More complex assertions can be expressed with lookarounds:
* `(?=...)` is a lookahead; it will match if its content matches the
text following the current position.
* `(?!...)` is a negative lookahead; it will match if its content does
not match the text following the current position.
* `(?<=...)` is a lookbehind; it will match if its content matches
the text preceding the current position.
* `(?<!...)` is a negative lookbehind; it will match if its content does
not match the text preceding the current position.
For performance reasons, lookaround contents must be a sequence of
literals, character classes, or any character (`.`); quantifiers are not
supported.
For example, `(?<!bar)(?=foo).` will match any character which is not
preceded by `bar` and where `foo` matches from the current position
(which means the character has to be an `f`).
== Modifiers
Some modifiers can control the matching behavior of the atoms following
them:
* `(?i)` starts case-insensitive matching.
* `(?I)` starts case-sensitive matching (default).
* `(?s)` allows `.` to match newlines (default).
* `(?S)` prevents `.` from matching newlines.
== Quoting
`\Q` will start a quoted sequence, where every character is treated as
a literal. That quoted sequence will continue until either the end of
the regex, or the appearance of `\E`.
For example, `.\Q.^$\E$` will match any character followed by the
literal string `.^$`, followed by an end of line.
== Compatibility
Kakoune's syntax tries to follow the ECMAScript regex syntax, as defined
by <https://www.ecma-international.org/ecma-262/8.0/>; some divergence
exists for ease of use, or performance reasons:
* Lookarounds are not arbitrary, but lookbehind is supported.

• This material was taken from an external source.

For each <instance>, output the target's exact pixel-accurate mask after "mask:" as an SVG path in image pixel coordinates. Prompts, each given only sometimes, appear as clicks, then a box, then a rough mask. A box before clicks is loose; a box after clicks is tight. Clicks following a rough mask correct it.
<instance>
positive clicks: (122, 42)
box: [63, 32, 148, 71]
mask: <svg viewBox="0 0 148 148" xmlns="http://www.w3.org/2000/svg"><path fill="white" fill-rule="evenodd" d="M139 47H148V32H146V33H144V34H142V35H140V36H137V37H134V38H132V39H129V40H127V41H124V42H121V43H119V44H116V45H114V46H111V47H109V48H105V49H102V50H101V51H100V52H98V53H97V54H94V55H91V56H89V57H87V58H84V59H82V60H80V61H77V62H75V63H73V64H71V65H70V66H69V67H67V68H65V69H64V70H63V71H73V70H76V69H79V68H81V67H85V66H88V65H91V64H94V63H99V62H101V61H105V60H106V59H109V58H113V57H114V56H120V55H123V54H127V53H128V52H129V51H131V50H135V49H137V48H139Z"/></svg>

* `\K`, `\Q..\E`, `\A`, `\h` and `\z` are added.
* Stricter handling of escaping, as we introduce additional escapes;
identity escapes like `\X` with `X` being a non-special character
are not accepted, to avoid confusions between `\h` meaning literal
`h` in ECMAScript, and horizontal blank in Kakoune.
* `\uXXXXXX` uses 6 digits to cover all of Unicode, instead of relying
on ECMAScript UTF-16 surrogate pairs with 4 digits.